The new online gambling pressure group Safe and Secure Internet Gambling Initiative has reprised comments made earlier this year by Sallie James, a policy analyst at the Cato Institute's Center for Trade Policy Studies urging the USA to resolve its differences with the WTO regarding online gambling.

In a press release, the SSIGI called attention to the leading trade policy expert, who urged the U.S. to speedily resolve its trade agreement violation around Internet gambling with the World Trade Organisation as the dispute could damage the WTO's credibility and force the U.S. to pay billions in compensation.

The WTO's ruling in March, involving a dispute filed by the Caribbean island nations of Antigua and Barbuda, found that the U.S. unfairly prohibits foreign Internet gambling operators from accessing the U.S. market, while allowing domestic companies to legally accept online bets. The United States Trade Representative announced in May that the U.S. would withdraw its commitments to the WTO to open its markets to offshore-based internet gambling operators.
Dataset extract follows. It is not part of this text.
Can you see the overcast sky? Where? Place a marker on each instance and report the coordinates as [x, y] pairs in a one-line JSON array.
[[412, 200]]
The U.S. "response, and again I use that word loosely, is unprecedented in dispute settlement history," Sallie James revealed when he spoke at a recent Cato Institute Policy Forum in Washington, D.C., about America's high-stakes response to the WTO Internet gambling dispute.

Withdrawing commitments from the WTO would be unique in the organisation's history and would also be extremely damaging to its credibility. These actions by the U.S. are an affront to other WTO members and could damage the WTO, James stated.

Currently, the European Union (representing 27 member states), India, Japan, Australia, Canada, Costa Rica, Macao, and CARICOM (representing 15 Caribbean nations) are also seeking compensation from the U.S. for economic injury resulting from this trade agreement violation. If the U.S. continues to violate WTO obligations, it could be required to pay Antigua and Barbuda the $3.4 billion dollars that they demand and tens of billions of dollars to other countries, says the SSIGI release.

Another solution to the U.S. noncompliance with the WTO obligations may be found in the Internet Gambling Regulation and Enforcement Act that was introduced in the spring by U.S. Representative Barney Frank. This bill, once enacted, would bring the U.S. into compliance with WTO requirements by regulating Internet gambling and creating a level playing field among domestic and foreign Internet gambling operators.

"The U.S. should act now to address this international trade violation and end its prohibition of Internet gambling," advised Jeffrey Sandman, representative of the Safe and Secure Internet Gambling Initiative.

"If the U.S. continues to prohibit Internet gambling, our country could wind up being forced to pay billions in trade compensation. However, if we move to regulate Internet gambling, we can develop a responsible policy solution that allows the U.S. to come into compliance with WTO requirements and give every American the right to make up their own mind whether to gamble online," Sandman said.